Unlike the gear-intensive scuba diving, snorkeling lets you go underwater with a minimum of equipment and training. Snorkeling is typically done in the shallow waters near the shore or along coral reefs. No special training or compressed air tanks are needed for snorkeling.The sport is typically learned in a few minutes time. Many resorts and vacation beach areas have snorkeling gear for rent, saving you space in the luggage when heading to snorkeling destinations.
Stand in the water no deeper than ankle deep. Slip the swim fins onto the feet, one foot at a time. Make sure the fins are snug against the back of the foot.
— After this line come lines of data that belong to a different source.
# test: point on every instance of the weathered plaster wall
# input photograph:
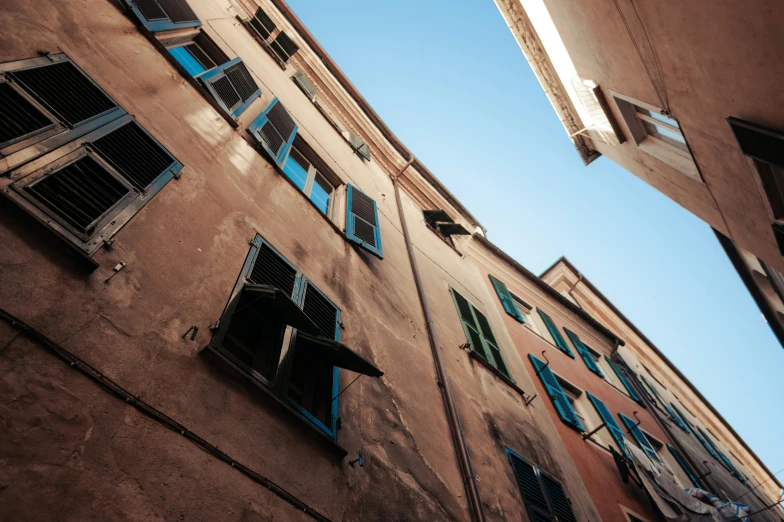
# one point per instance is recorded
(595, 466)
(183, 254)
(712, 64)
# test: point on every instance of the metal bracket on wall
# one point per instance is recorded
(591, 433)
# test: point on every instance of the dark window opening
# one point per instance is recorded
(295, 354)
(87, 191)
(544, 497)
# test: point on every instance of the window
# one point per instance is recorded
(634, 429)
(275, 131)
(559, 399)
(526, 311)
(362, 226)
(505, 296)
(479, 335)
(284, 333)
(74, 159)
(315, 181)
(623, 381)
(657, 134)
(610, 423)
(274, 41)
(439, 222)
(160, 15)
(228, 81)
(544, 498)
(585, 353)
(558, 339)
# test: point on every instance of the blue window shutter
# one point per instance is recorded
(159, 15)
(556, 394)
(610, 422)
(590, 362)
(362, 221)
(640, 437)
(506, 299)
(684, 466)
(274, 129)
(555, 334)
(232, 86)
(626, 384)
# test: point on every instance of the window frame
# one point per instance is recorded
(486, 353)
(676, 157)
(46, 154)
(278, 387)
(312, 171)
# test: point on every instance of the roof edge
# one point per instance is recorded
(549, 290)
(669, 363)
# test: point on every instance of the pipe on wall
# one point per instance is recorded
(453, 418)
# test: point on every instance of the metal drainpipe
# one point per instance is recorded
(663, 425)
(453, 418)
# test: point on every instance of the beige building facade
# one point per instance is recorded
(229, 292)
(688, 99)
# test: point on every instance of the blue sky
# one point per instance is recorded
(451, 82)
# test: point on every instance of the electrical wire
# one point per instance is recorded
(121, 393)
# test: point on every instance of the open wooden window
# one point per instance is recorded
(75, 160)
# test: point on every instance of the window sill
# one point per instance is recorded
(495, 371)
(219, 360)
(184, 74)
Smear a little saliva onto the inside lens of the snorkel mask and then dip it into the water to rinse off the spit.
Place the snorkel mask over the face, covering the eyes and nose. Position the snorkel -- the J-shaped tube -- so the mouth piece fits into the mouth and the tube extends up and above the head.
Go into the water and place your face flat onto the water surface. Practice inhaling and exhaling through the tube. Use your mouth to breath and do not over exert. If you begin to feel short of breath, slow down and breath easy. Do not attempt to take huge breaths through the snorkel.
Take a deep breath and go underwater. Do not try to breath underwater. Look up to the surface, place both hands against the mask and exhale through the nose. This blows any water that leaked into the mask out and seals the watertight fitting around the mask against the face.
Go to the surface and let the tube point up and out of the water. Blow out hard from the mouth to push all water out of the snorkel. Breath through the tube and mouth.